For each vertex of the triangle, substitute the coordinates into the matrix expression:
Vertex 1:
\[ \begin{bmatrix}
x'_1 \\
y'_1 \\
\end{bmatrix} = \begin{bmatrix}
0 & 1 \\
-1 & 0 \\
\end{bmatrix} \begin{bmatrix}
-2 \\
-3 \\
\end{bmatrix} \]
Vertex 2:
\[ \begin{bmatrix}
x'_2 \\
y'_2 \\
\end{bmatrix} = \begin{bmatrix}
0 & 1 \\
-1 & 0 \\
\end{bmatrix} \begin{bmatrix}
3 \\
5 \\
\end{bmatrix} \]
Vertex 3:
\[ \begin{bmatrix}
x'_3 \\
y'_3 \\
\end{bmatrix} = \begin{bmatrix}
0 & 1 \\
-1 & 0 \\
\end{bmatrix} \begin{bmatrix}
8 \\
-1 \\
\end{bmatrix} \]
3. Simplify the matrix multiplication.
To multiply matrices, we multiply the corresponding elements and sum them up.
Vertex 1:
\[ \begin{bmatrix}
x'_1 \\
y'_1 \\
\end{bmatrix} = \begin{bmatrix}
0 \\
-1 \\
\end{bmatrix} \]
Vertex 2:
\[ \begin{bmatrix}
x'_2 \\
y'_2 \\
\end{bmatrix} = \begin{bmatrix}
5 \\
-3 \\
\end{bmatrix} \]
Vertex 3:
\[ \begin{bmatrix}
x'_3 \\
y'_3 \\
\end{bmatrix} = \begin{bmatrix}
-1 \\
8 \\
\end{bmatrix} \]
4. Write the coordinates of the transformed figure.
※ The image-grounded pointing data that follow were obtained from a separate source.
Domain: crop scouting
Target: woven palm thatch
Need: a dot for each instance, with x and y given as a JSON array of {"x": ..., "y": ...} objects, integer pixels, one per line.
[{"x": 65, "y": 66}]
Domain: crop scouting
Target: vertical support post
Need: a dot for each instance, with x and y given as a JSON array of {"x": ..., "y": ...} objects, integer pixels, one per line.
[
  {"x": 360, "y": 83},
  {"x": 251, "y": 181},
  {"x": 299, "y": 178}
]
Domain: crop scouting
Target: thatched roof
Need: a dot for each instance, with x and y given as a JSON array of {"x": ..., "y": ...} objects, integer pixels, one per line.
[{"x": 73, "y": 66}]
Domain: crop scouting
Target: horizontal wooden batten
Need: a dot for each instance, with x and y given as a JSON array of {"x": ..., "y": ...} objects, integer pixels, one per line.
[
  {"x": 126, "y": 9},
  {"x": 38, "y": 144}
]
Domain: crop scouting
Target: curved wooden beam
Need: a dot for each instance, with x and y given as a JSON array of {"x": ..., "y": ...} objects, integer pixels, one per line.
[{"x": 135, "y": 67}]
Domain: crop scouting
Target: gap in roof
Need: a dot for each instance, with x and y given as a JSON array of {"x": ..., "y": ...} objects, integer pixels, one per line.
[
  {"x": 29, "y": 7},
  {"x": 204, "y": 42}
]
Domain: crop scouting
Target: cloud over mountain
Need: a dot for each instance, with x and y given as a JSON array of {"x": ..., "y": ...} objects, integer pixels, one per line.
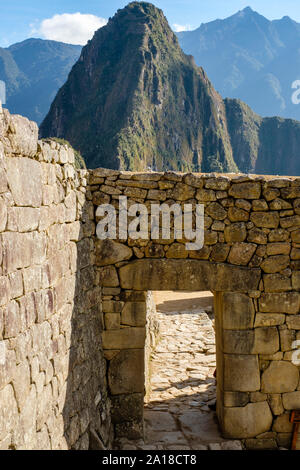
[{"x": 75, "y": 28}]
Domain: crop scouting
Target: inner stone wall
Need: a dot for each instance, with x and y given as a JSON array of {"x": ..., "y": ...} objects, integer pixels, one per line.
[{"x": 53, "y": 392}]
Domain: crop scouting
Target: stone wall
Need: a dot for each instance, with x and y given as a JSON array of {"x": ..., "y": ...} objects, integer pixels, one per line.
[
  {"x": 250, "y": 261},
  {"x": 53, "y": 392}
]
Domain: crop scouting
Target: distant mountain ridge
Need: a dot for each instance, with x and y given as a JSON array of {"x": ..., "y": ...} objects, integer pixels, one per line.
[
  {"x": 134, "y": 101},
  {"x": 251, "y": 58},
  {"x": 33, "y": 71}
]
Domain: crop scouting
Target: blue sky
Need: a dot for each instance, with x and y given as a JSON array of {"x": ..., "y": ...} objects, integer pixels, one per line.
[{"x": 21, "y": 19}]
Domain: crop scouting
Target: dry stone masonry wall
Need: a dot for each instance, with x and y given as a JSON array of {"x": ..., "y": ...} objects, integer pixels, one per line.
[
  {"x": 52, "y": 371},
  {"x": 75, "y": 316}
]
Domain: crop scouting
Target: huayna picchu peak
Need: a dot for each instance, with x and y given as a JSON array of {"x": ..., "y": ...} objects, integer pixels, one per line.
[{"x": 135, "y": 101}]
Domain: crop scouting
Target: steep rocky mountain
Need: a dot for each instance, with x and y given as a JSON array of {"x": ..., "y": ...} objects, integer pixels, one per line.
[
  {"x": 33, "y": 71},
  {"x": 250, "y": 58},
  {"x": 263, "y": 145},
  {"x": 134, "y": 100}
]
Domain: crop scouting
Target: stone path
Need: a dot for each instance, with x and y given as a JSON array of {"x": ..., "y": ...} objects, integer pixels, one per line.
[{"x": 177, "y": 416}]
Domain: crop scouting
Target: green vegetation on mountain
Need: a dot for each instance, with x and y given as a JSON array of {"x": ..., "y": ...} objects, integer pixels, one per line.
[
  {"x": 263, "y": 145},
  {"x": 134, "y": 100}
]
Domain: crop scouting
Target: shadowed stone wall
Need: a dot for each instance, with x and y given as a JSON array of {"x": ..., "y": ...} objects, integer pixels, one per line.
[{"x": 53, "y": 392}]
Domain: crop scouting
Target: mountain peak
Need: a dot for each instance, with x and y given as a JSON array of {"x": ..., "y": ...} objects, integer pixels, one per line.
[
  {"x": 248, "y": 10},
  {"x": 135, "y": 100}
]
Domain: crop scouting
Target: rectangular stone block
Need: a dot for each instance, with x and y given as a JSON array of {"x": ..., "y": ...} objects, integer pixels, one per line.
[
  {"x": 266, "y": 341},
  {"x": 269, "y": 319},
  {"x": 258, "y": 341},
  {"x": 280, "y": 303},
  {"x": 277, "y": 283},
  {"x": 134, "y": 314},
  {"x": 235, "y": 399},
  {"x": 238, "y": 311},
  {"x": 25, "y": 181},
  {"x": 168, "y": 274},
  {"x": 296, "y": 280},
  {"x": 112, "y": 321},
  {"x": 126, "y": 372},
  {"x": 293, "y": 322},
  {"x": 112, "y": 306},
  {"x": 291, "y": 401},
  {"x": 127, "y": 338},
  {"x": 241, "y": 373}
]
The transformed figure has the following vertices:
Vertex 1: (-1, -1)
Vertex 2: (5, -3)
Vertex 3: (-3, 8)
So, the coordinates of the vertices of the transformed figure are (-1, -1), (5, -3), and (-3, 8).
I hope this explanation helps! Let me know if you have any further questions.